〇に引かれて善光寺参りな日 ③-1-2
後部席にあった火器管制制御盤をオミットしたスペースにはモニターと冷蔵庫を設置してあるが、現地人の姫に何が何かを理解させるには教育が必要だ。そんな時間は取りたくない。そうなると世話役が必要――私はあれこれとしばし考えて、やはり
――後部座席に左右を分けるカーテンをつけたほうがいいな。
王都の場所がわからないのでどのくらい時間がかかるかの目途は立たない。となれば野宿の心配も必要だろう。害獣の存在を考えれば車中泊以外の選択はないわけで、そうなると姫には後部座席でご就寝いただく運びとなる。暇を持て余してマキちゃん観察などされたら面倒だものカーテン仕切りは必須だ。
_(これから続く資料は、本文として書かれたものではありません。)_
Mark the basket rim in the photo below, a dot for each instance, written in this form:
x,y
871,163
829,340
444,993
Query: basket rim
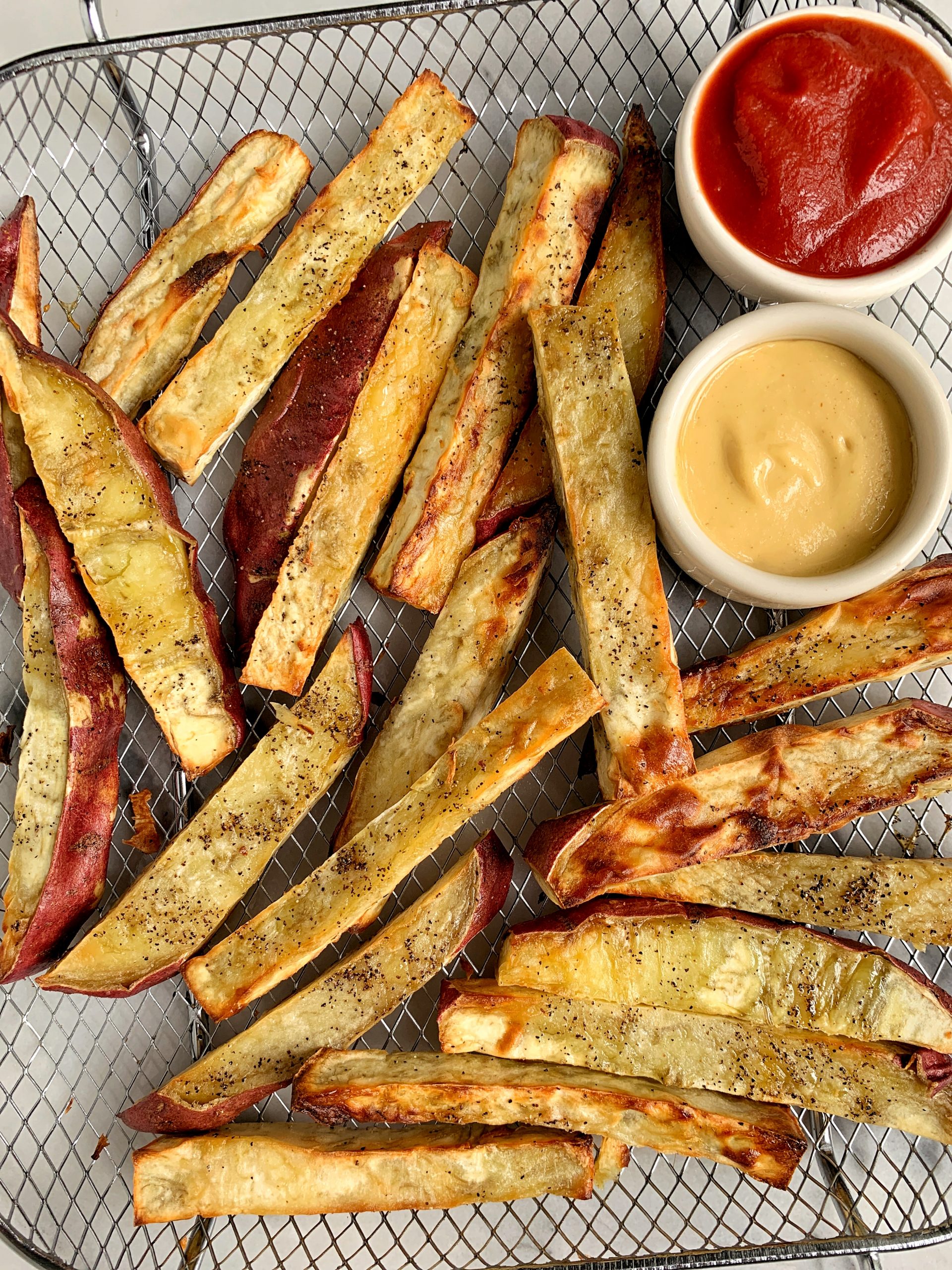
x,y
361,14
マキちゃんは人間そっくりだが完全に人間と言うわけではない。触れば毛が人間のそれとは少し違うとわかるしよく見れば目玉の質も人間とは少し違うとわかる。皮膚は人間そのものの出来だが爪の質感は少し違うし、球体関節だからか人間ではあり得ない動きをすることもしばしばある。全身鎧を着てもらうので誤魔化せるとは思うが用心に越したことはない。
――私の寝場所は……運転席を潰せばいいか。
この車の中部座席は車体中心部に位置する一席のみ。そこは運転席の複座ないし独立コックピットのような作りとなっており、両隣には車を制御するコンピュータやモニターが置かれている。元々は武器弾薬置き場だったが機銃をオミットしたためそれらが必要なくなり、代わりに電子機器を積めるだけ積んだのだ。
中部座席の椅子の位置を調整し運転席をフラットにすれば足を伸ばして寝るスペースを確保できる。車の制御はコックピット操作に切り替えておこう。
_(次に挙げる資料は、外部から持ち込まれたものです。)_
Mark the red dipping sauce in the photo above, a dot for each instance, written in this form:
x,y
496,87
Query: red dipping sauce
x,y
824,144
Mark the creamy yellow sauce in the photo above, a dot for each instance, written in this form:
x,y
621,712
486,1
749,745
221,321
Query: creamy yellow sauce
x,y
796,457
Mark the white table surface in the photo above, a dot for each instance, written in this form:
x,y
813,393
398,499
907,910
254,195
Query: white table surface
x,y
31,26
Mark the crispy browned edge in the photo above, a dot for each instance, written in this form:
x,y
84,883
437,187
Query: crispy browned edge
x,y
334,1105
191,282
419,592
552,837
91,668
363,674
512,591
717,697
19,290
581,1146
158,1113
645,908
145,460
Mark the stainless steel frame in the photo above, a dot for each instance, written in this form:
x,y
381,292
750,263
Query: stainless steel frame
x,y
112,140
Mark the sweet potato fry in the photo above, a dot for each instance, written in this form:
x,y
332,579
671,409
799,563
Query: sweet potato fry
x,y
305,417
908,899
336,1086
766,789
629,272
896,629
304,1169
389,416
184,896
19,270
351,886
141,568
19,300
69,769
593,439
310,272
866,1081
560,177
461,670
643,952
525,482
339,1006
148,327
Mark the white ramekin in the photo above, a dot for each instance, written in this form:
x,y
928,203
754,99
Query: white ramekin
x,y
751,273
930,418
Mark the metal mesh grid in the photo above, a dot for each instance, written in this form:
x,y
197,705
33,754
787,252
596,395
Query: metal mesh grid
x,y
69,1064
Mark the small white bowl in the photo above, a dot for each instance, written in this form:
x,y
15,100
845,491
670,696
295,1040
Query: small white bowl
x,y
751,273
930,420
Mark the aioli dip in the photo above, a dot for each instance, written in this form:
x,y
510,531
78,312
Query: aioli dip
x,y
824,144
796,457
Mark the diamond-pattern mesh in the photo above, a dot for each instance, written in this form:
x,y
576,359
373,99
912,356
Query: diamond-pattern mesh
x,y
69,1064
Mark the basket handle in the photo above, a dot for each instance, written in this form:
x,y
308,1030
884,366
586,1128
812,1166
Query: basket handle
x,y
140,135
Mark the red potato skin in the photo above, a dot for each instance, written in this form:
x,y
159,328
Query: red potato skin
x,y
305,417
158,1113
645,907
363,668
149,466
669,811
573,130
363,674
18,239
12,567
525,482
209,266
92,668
――前と後ろで分けられているとはいえ、姫は納得するだろうか。
そこでガタガタ言われたとしても私が外で寝るという選択はない。それで姫が騒ぐなら彼女には外で寝てもらうだけだ。
――ただ、トイレは外でしてもらわなければならないな。
現地人に携帯トイレの使い方の説明とかしたくない。
とはいえ男のように立ちションしてくれというわけにはいくまい。後ろから女の両足を抱きかかえて「はいおしっこしてくださいね」なんて介護も私にはできない絶対に御免被る。相手だって嫌に決まっているだろうしそもそもあの女に触るのは無理だ。どんな言いがかりをつけられるか知れたものではない。
だが姫が一人で用を足すのが困難なのは明らかなわけで。やはりトイレに介助は必要だろう。そうなるとマキちゃんに世話をお願いするしかないのだが、いくらマキちゃんでも姫を抱えておしっこをさせるというのはハードルが高いのではなかろうか。
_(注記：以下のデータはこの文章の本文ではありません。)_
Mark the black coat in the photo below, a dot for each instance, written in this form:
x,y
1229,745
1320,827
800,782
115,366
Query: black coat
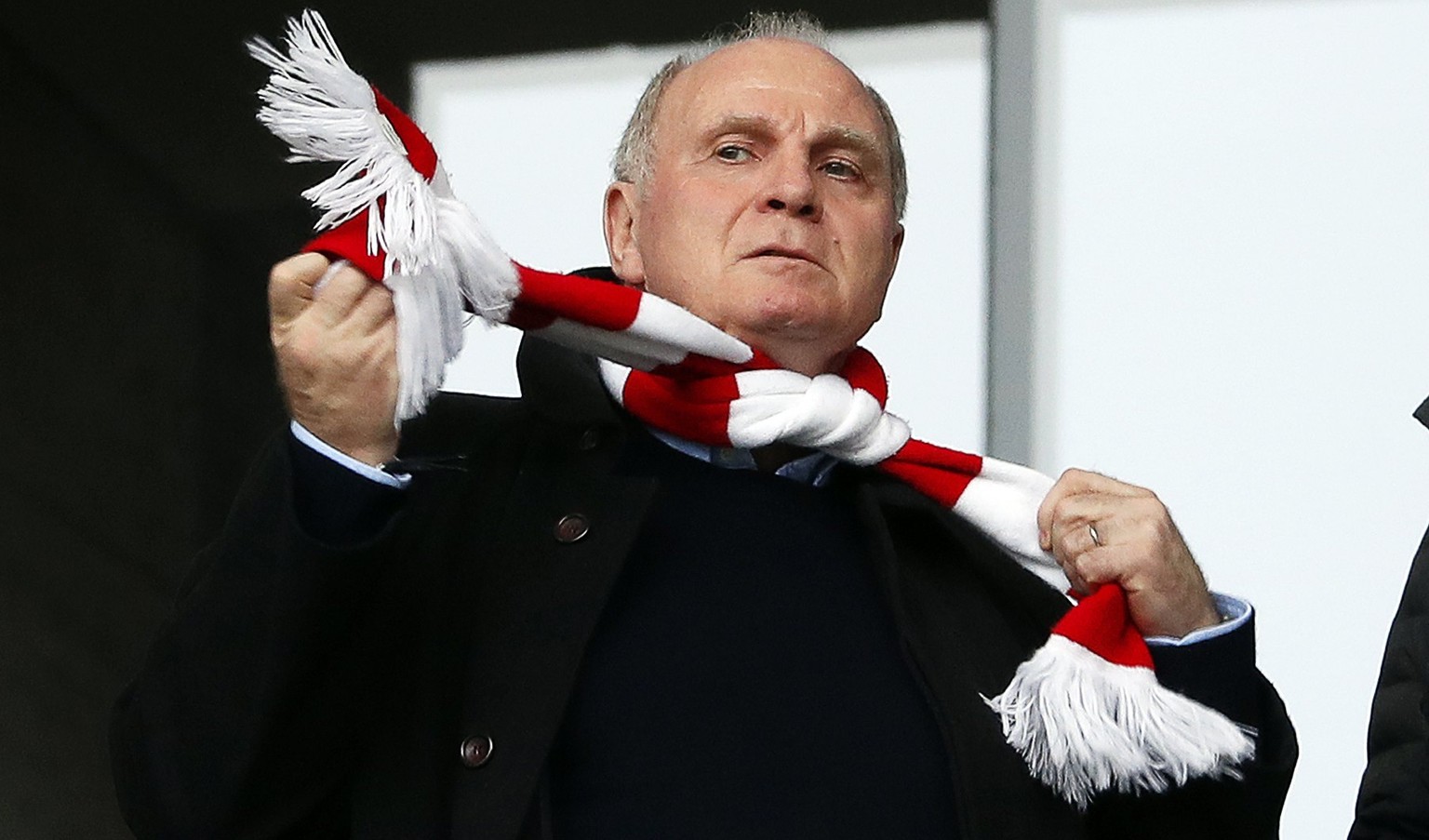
x,y
1394,794
316,690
――車椅子と座ったままできる介護用トイレを積むしかないな。そうなると洗浄に水がいるな。結局タンクを持っていくことになるのか。
そうするためにはルーフボックスを取り付ける必要がある。面倒なゲストがいるのだ、荷物を増やして居住性を犠牲にすることはできない。
あぁもうだるい。本当に面倒くさいことこの上ない。けれどこれ以上の案が浮かばないので仕方がない。とりあえずこれで実際にやってみるしかない。人生は結局トライアンドエラーの積み重ねでしかないのだから。